Ayahku terlihat lelah sekali dan aku disuruh untuk menjadi sopir, padahal fisik
sedang demam dan lelah luar biasa. Bukanlah masalah, ayahku tentu lebih lelah.
Di jalan keluar gerbang, aku memandangi pesantren ini, inilah kali
terakhirku melihat pesantren ini, sudah selesai ceritaku di sini, aku sekarang
sudah menjadi alumni. Saatnya aku benar-benar terjun ke dunia nyata.
“Umi, buku cerita kaka di sini sudah tamat.”

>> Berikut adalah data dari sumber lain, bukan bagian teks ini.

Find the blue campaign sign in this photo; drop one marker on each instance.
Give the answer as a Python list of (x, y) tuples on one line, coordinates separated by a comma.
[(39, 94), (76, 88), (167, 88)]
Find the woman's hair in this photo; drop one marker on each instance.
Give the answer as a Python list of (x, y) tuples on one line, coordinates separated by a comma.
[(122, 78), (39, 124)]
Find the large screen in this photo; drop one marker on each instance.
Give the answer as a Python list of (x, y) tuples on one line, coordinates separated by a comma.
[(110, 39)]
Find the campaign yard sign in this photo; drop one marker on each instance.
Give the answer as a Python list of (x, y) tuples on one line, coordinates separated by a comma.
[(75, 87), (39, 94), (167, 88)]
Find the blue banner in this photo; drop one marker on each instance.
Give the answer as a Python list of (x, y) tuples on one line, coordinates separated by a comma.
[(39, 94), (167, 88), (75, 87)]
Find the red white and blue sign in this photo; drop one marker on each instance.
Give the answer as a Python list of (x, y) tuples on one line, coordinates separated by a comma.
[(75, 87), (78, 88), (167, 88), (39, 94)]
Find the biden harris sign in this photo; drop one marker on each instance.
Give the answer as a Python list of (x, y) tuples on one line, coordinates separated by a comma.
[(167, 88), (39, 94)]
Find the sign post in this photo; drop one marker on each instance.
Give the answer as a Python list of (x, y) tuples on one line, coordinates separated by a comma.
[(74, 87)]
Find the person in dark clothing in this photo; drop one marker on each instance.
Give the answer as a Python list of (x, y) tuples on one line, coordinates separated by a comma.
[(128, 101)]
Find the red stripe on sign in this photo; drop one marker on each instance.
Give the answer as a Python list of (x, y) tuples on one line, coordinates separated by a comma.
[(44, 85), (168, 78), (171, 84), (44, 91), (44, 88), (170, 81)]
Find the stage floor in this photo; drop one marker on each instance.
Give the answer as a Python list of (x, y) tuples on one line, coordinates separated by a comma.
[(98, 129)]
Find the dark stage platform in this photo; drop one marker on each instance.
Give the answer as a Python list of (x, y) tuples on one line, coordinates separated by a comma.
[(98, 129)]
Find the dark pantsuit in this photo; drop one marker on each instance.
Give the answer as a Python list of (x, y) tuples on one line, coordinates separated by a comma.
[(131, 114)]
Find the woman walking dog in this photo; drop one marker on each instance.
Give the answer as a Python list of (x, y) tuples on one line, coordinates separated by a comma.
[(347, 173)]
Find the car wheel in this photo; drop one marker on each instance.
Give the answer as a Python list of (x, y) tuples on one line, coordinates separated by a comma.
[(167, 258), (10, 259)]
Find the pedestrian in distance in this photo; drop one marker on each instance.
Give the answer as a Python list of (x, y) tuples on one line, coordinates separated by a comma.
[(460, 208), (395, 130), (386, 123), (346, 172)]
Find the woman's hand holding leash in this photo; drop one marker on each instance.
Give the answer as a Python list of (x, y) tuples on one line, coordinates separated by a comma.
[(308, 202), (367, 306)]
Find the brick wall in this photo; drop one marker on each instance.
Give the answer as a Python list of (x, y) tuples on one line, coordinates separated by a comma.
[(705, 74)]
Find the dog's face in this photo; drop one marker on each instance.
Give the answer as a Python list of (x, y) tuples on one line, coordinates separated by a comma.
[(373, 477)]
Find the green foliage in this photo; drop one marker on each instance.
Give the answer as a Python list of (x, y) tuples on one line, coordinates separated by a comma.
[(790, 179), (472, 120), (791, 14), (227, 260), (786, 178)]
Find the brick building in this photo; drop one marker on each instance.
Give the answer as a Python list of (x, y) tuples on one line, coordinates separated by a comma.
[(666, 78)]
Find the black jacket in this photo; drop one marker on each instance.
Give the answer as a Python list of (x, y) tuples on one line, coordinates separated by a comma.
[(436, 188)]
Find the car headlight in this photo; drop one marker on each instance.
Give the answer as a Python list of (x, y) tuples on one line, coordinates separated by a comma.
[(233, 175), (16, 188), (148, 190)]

“Ya, gak kerasa dulu ke sini nganter sekolah, sekarang
nganter pulang buat gak balik lagi.”
Di
perjalanan, khayalku masih terbang di masa lalu dengan cerita-cerita uniknya,
seakan aku tak bisa move on dari masa-masa itu. Aku tenggelam dalam
kenangan. Aku pergi pulang tapi jiwaku masih ada di sana. Di sela perjalanan
saat berhenti sejenak untuk membeli sesuatu yang ayahku inginkan, di mobil aku
melihat-lihat foto-foto yang bercerita dengan sendirinya. Aku tunjukkan
foto-foto itu pada ibuku yang duduk di belakang, dia mengekspresikan wajah
rindu seperti dapat merasakan apa yang kurindukan. Ibu memang memiliki ikatan
frekuensi yang kuat dengan anak, apalagi bagi anak lelaki. Karena ibu bagi anak
lelaki adalah cinta pertamanya, maka tak heran ibu dapat merasakan apa yang
kurasakan.
[1] Jamiyyah
Thalabah, semacam OSIS yang mengurus segala kegiatan santri, biasanya dilakoni
oleh santri kelas XI Madrasah Aliyah.